NVIDIA DGX B200
DGX B200 is NVIDIA's fully integrated, factory-built Blackwell system: eight B200 SXM GPUs, NVLink 5 fabric, dual Xeon hosts and eight ConnectX-7 NICs in one 10U chassis with a single support contract from NVIDIA. It is the reference appliance the DGX SuperPOD architecture is built from. Teams that want a validated, drop-in node with NVIDIA-direct support buy DGX; teams with an existing OEM relationship, in-house cluster ops, and a preference to tune the CPU, storage and networking BOM buy the equivalent HGX B200 platform from Supermicro, Dell, HPE, Lenovo or similar and integrate it themselves. The delta is mostly integration risk and support terms, not raw GPU performance.
- At ~14.3 kW max draw, one DGX B200 alone exceeds what a standard 5 to 8 kW colo rack can deliver. Plan on high-density power (208V three-phase PDUs) or spreading systems across racks, not stacking multiple B200 nodes in one legacy cabinet.
- 1,550 CFM of front-to-back air is a lot of air to move through a 10U chassis; hot-aisle containment stops working as a nice-to-have at this density and becomes mandatory to avoid recirculation and thermal throttling.
- 313.9 lb in 10U concentrated at the front of a rack changes the floor-loading and rack-tip-over math versus a typical 1U/2U server deployment; check raised-floor or slab load ratings before racking multiple units.
- If your team already runs an OEM fleet (Supermicro, Dell, HPE) and has in-house firmware/driver ops, an HGX B200 build usually lands at comparable or lower cost with more BOM flexibility (storage, NIC count, CPU choice). DGX earns its premium mainly on turnkey support and SuperPOD-grade validation, which matters most for teams without a bench of GPU cluster engineers.
- 8 ConnectX-7 NICs means the networking bill of materials (cables, switch ports, optics) is nearly as consequential to total system cost as the GPUs; budget switch fabric alongside the node price, not after it.
How much does a DGX B200 cost?
NVIDIA does not publish a list price. Reported street pricing runs roughly $450,000 to $600,000 per 8-GPU system depending on reseller and configuration, with one reseller listing it flat at $600,000. Get a quote; volume and region move the number substantially.
DGX B200 vs HGX B200: what's the actual difference?
Same B200 GPUs and NVLink 5 fabric either way. DGX is NVIDIA's own pre-integrated, pre-validated appliance sold and supported directly by NVIDIA; HGX B200 is the reference board OEMs (Dell, Supermicro, HPE, Lenovo) build into their own chassis with their own CPU, storage and support terms. Choose DGX for turnkey support and SuperPOD compatibility, HGX-based OEM builds if you want BOM control or already have OEM support contracts.
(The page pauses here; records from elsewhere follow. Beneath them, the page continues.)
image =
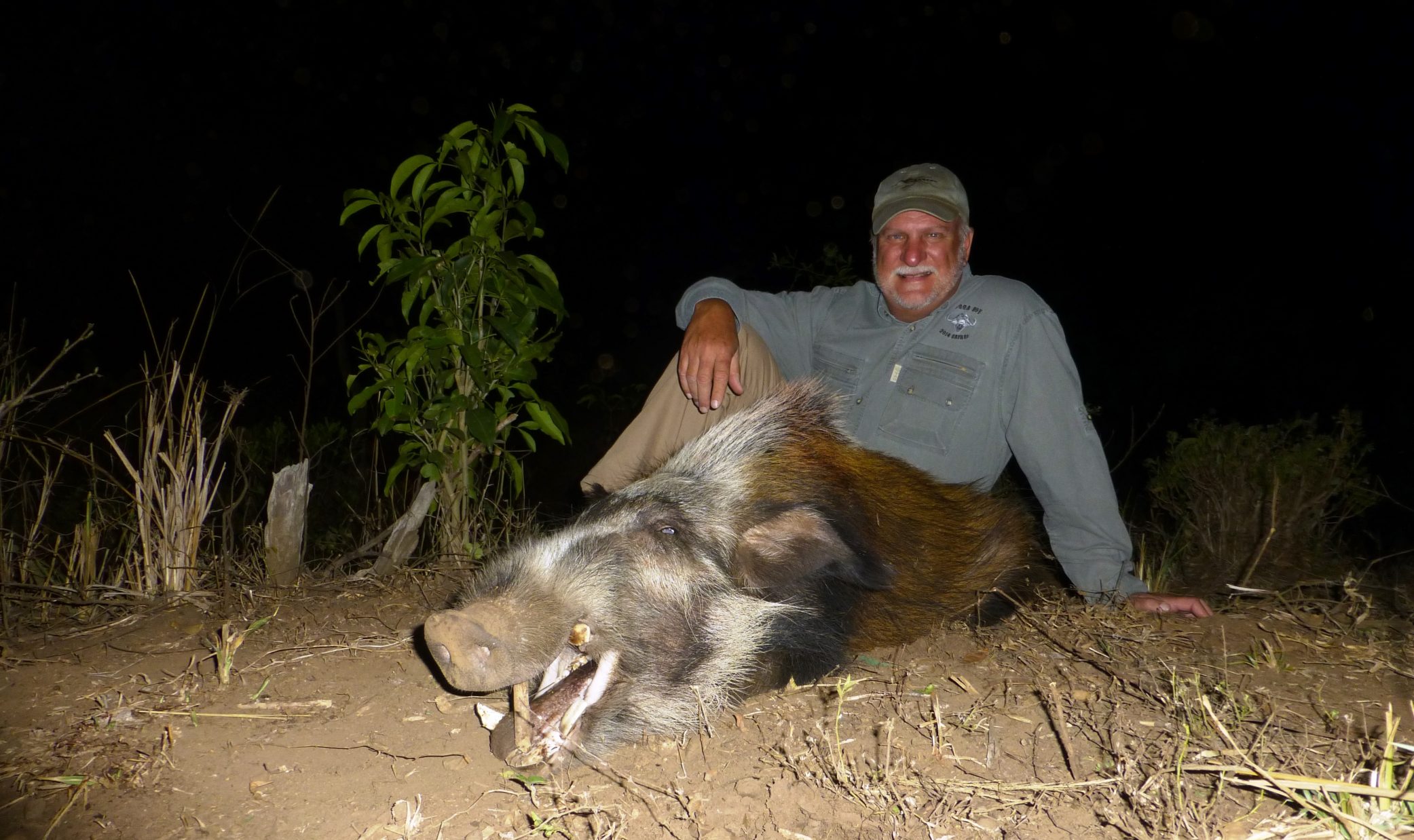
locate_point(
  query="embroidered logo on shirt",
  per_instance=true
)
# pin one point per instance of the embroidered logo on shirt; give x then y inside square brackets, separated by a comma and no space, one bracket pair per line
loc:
[962,320]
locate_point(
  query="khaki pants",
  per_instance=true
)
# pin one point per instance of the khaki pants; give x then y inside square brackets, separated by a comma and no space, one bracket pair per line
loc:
[669,419]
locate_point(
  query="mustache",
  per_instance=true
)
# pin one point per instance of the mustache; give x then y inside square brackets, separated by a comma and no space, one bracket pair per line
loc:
[914,271]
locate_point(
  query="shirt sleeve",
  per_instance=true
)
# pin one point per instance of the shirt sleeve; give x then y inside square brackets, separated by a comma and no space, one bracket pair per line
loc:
[785,322]
[1055,444]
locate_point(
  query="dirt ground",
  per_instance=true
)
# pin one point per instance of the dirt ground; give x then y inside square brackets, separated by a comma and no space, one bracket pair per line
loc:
[1062,721]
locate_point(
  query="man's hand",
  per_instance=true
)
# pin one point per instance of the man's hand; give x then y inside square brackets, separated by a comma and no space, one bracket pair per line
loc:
[707,364]
[1161,603]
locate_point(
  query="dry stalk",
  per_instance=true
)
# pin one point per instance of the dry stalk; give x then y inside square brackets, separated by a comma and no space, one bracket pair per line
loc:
[1266,541]
[174,481]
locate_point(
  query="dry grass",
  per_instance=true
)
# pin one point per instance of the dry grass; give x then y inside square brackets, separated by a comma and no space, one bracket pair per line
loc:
[174,477]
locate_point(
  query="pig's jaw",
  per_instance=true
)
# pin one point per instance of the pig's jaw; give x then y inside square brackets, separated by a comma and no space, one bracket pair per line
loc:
[570,686]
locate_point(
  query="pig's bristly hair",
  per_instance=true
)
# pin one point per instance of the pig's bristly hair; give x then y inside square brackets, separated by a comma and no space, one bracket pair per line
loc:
[727,450]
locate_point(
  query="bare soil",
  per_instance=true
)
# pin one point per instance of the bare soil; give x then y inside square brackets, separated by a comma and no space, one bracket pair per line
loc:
[1062,721]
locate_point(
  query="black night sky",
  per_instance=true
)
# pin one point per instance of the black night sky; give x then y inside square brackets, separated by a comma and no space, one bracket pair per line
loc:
[1215,197]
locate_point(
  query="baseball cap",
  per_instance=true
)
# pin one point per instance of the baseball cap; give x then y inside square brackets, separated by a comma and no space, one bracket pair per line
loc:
[924,187]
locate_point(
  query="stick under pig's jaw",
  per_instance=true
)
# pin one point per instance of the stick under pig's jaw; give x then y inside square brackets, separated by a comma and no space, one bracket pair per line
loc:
[570,685]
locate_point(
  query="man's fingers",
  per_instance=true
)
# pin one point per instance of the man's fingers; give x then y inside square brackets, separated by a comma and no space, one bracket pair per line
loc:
[720,374]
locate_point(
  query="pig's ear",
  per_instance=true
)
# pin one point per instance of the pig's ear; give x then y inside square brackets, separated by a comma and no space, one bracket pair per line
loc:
[796,545]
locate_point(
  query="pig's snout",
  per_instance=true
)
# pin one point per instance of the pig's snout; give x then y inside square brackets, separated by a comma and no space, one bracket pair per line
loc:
[483,647]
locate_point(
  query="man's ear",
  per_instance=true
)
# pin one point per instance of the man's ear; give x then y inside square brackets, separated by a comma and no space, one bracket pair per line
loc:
[796,545]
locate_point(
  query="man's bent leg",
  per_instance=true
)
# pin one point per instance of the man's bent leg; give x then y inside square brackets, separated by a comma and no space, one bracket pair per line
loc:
[669,419]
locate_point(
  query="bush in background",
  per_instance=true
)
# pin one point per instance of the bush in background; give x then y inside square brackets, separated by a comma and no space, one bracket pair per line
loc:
[457,387]
[1262,505]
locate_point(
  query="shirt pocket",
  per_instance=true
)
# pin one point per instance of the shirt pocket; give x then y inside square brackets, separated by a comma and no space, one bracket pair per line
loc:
[839,371]
[929,396]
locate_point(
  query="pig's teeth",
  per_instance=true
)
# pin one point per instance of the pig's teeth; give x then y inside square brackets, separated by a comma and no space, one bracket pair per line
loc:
[601,678]
[489,717]
[572,714]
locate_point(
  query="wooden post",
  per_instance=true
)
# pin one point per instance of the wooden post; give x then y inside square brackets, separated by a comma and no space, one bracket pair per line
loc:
[284,524]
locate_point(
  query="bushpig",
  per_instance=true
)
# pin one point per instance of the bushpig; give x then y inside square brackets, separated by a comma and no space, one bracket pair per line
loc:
[771,548]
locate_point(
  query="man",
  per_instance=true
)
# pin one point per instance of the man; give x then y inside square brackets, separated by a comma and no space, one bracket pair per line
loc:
[950,371]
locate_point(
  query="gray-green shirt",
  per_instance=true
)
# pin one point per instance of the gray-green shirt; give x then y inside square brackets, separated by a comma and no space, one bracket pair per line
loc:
[984,378]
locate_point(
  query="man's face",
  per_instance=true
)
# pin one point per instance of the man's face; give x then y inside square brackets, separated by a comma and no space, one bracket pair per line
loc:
[918,262]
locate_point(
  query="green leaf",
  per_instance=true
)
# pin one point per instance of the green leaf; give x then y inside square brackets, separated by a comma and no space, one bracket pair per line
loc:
[544,422]
[385,245]
[483,426]
[361,398]
[517,473]
[405,170]
[409,297]
[518,172]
What power and cooling does a DGX B200 need?
Up to ~14.3 kW per unit, drawn through six 3.3 kW power supplies in 5+1 redundancy on 200-240V circuits, with roughly 1,550 CFM of front-to-back air cooling. Most legacy colo racks (5 to 8 kW) cannot host one of these alone without power and airflow upgrades.
Is the DGX B200 still current, or has NVIDIA moved on to B300?
DGX B300 (Blackwell Ultra) began shipping in January 2026 and targets denser memory and reasoning workloads, but DGX B200 is still sold and shipping as of mid-2026, and it retains an FP64 advantage over B300 for HPC-adjacent workloads.